S2 is a star orbiting the Sagittarius A* supermassive black hole with an orbital period of 16.0518 years. Sagittarius A* is an astronomical radio source, very dense and very bright, and it is the black hole at the center of the Milky Way. The radio source is located near the margin of two constellations, Sagittarius and Scorpius.
The significant of Sagittarius A* for scientists
Sagittarius A* is of great importance for astrophysicists. They rely on it to confirm, or infirm for that matter, Einstein’s theory of relativity in the most rigorous way possible. Since 1995, UCLA and the Max Planck Institute for Extraterrestrial Physics have designated each one a group to monitor S2 and the advances it makes while orbiting.

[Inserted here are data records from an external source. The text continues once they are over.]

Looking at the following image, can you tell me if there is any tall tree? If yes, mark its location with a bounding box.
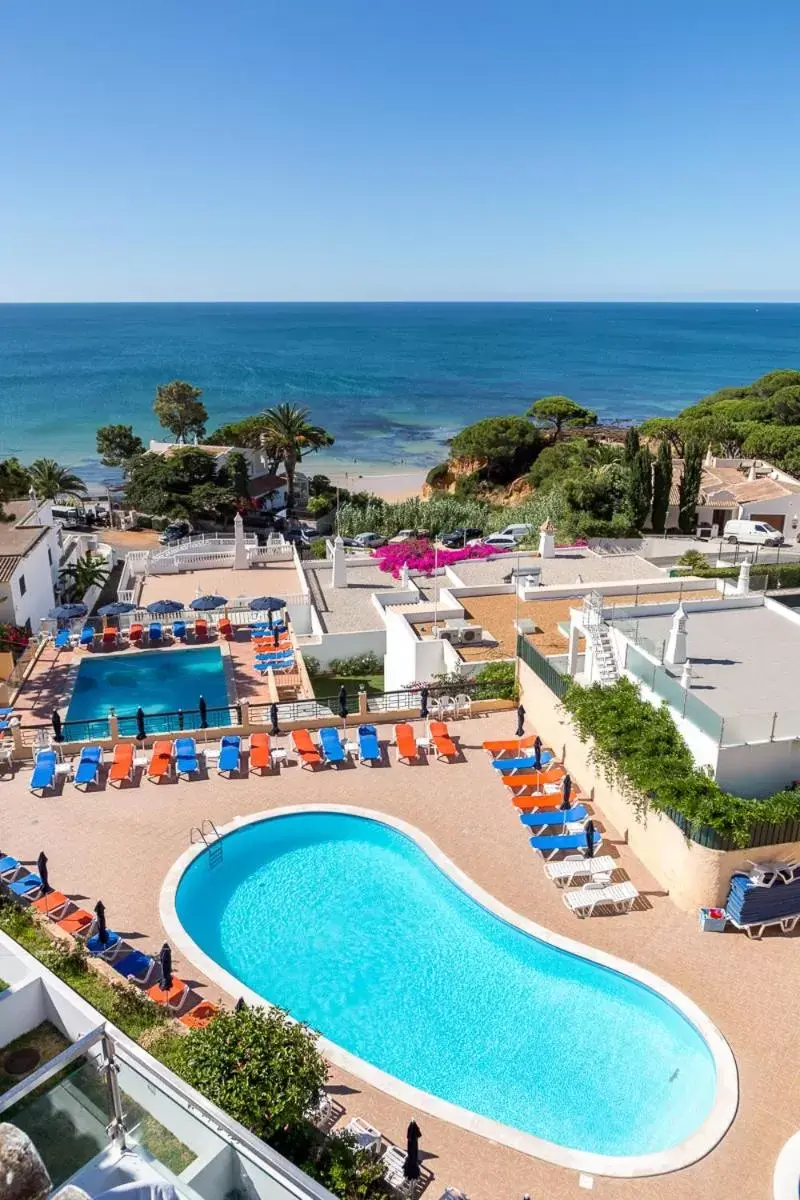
[152,379,209,442]
[627,446,652,529]
[525,396,597,442]
[264,404,333,511]
[678,442,704,533]
[650,438,672,533]
[96,425,144,472]
[28,458,86,500]
[625,425,639,467]
[59,553,109,602]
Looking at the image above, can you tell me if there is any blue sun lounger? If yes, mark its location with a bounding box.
[72,746,103,787]
[28,750,58,792]
[519,804,589,829]
[530,829,603,858]
[217,733,241,774]
[319,725,347,767]
[359,725,380,763]
[8,875,44,898]
[113,950,156,986]
[492,750,553,774]
[175,738,200,775]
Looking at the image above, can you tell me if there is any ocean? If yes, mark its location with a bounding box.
[0,304,800,481]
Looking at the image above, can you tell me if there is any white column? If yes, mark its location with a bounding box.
[331,538,347,588]
[664,604,687,666]
[736,554,750,596]
[234,512,249,571]
[539,521,555,558]
[566,618,581,679]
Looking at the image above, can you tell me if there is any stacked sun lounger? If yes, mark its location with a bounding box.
[724,870,800,937]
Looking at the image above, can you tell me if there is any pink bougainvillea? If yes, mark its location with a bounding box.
[373,539,503,580]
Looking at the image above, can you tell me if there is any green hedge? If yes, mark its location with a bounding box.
[564,678,800,846]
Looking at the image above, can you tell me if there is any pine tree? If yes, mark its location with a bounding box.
[650,438,672,533]
[678,442,703,533]
[627,446,652,529]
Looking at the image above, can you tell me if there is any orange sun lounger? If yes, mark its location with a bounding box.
[483,733,536,758]
[291,730,323,770]
[249,733,272,772]
[56,908,95,937]
[428,721,458,758]
[179,1000,221,1030]
[108,742,136,784]
[395,721,420,762]
[31,892,72,920]
[148,742,173,779]
[148,978,188,1009]
[498,767,566,792]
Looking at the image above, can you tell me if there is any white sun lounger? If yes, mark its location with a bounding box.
[545,854,614,887]
[561,880,639,917]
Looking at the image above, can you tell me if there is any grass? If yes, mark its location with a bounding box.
[308,672,384,710]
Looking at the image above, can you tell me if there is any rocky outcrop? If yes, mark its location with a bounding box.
[0,1123,50,1200]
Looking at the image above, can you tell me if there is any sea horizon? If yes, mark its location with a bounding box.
[0,300,800,482]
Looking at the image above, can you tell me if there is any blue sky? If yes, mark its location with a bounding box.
[0,0,800,301]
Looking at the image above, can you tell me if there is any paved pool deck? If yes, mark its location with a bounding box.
[0,713,800,1200]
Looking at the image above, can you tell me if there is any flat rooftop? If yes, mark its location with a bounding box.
[140,563,300,607]
[303,563,388,634]
[451,550,664,588]
[636,607,800,718]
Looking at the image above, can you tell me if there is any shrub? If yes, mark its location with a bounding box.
[564,678,800,846]
[474,662,517,700]
[173,1008,327,1140]
[327,652,384,676]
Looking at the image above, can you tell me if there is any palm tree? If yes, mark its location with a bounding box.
[28,458,86,500]
[59,553,109,602]
[256,404,333,511]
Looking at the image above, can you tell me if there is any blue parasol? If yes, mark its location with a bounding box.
[190,596,228,612]
[148,600,184,617]
[97,600,137,617]
[48,604,89,620]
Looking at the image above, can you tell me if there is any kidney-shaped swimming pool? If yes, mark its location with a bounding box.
[166,810,735,1174]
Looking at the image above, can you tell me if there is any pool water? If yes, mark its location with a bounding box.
[175,812,716,1156]
[67,646,229,734]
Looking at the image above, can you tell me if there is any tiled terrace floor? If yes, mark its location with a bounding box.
[0,713,800,1200]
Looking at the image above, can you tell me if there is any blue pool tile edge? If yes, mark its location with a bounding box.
[160,804,739,1178]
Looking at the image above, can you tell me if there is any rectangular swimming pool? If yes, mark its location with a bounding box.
[66,646,233,740]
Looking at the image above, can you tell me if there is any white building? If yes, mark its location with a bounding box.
[0,499,61,632]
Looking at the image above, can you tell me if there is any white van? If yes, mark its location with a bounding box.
[722,521,783,546]
[500,526,534,541]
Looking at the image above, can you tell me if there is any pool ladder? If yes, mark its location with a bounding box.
[188,817,222,868]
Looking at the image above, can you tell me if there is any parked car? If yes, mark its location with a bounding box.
[389,529,431,546]
[722,521,783,546]
[158,521,192,546]
[353,533,386,550]
[439,528,483,550]
[500,524,534,541]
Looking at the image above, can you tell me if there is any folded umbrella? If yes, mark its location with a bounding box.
[190,596,228,612]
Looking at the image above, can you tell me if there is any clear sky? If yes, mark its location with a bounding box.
[0,0,800,301]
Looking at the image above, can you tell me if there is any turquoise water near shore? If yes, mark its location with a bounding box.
[0,304,800,480]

S2 is a Mercury-like star. It doesn’t keep the same trajectory while orbiting, it swings the path a little bit every time it retraces back the orbit. It is said that the perihelion is advancing. The perihelion is the closest point to the Sun it gets to during orbit. Mercury’s swing is more like a blues since its advancement is of only 43 seconds every century. This and the fact that, by 2008, S2 was observed performing only one complete orbit explain why it took 25 years for the two teams observing S2 have an answer.
The star orbiting the supermassive black hole proves Einstein’s General Relativity
The wait was worthwhile a quarter of a century. We know now that Einstein was right about Mercury, and that black holes do what he said they would do, and that Sagittarius A* is a massive black hole.
“Einstein’s General Relativity predicts that bound orbits of one object around another are not closed. One hundred years later we have the evidence that Sagittarius A* must be a supermassive black hole of 4 million times the mass of the Sun”, said Reinhard Genzel, Director at the Max Planck Institute for Extraterrestrial Physics.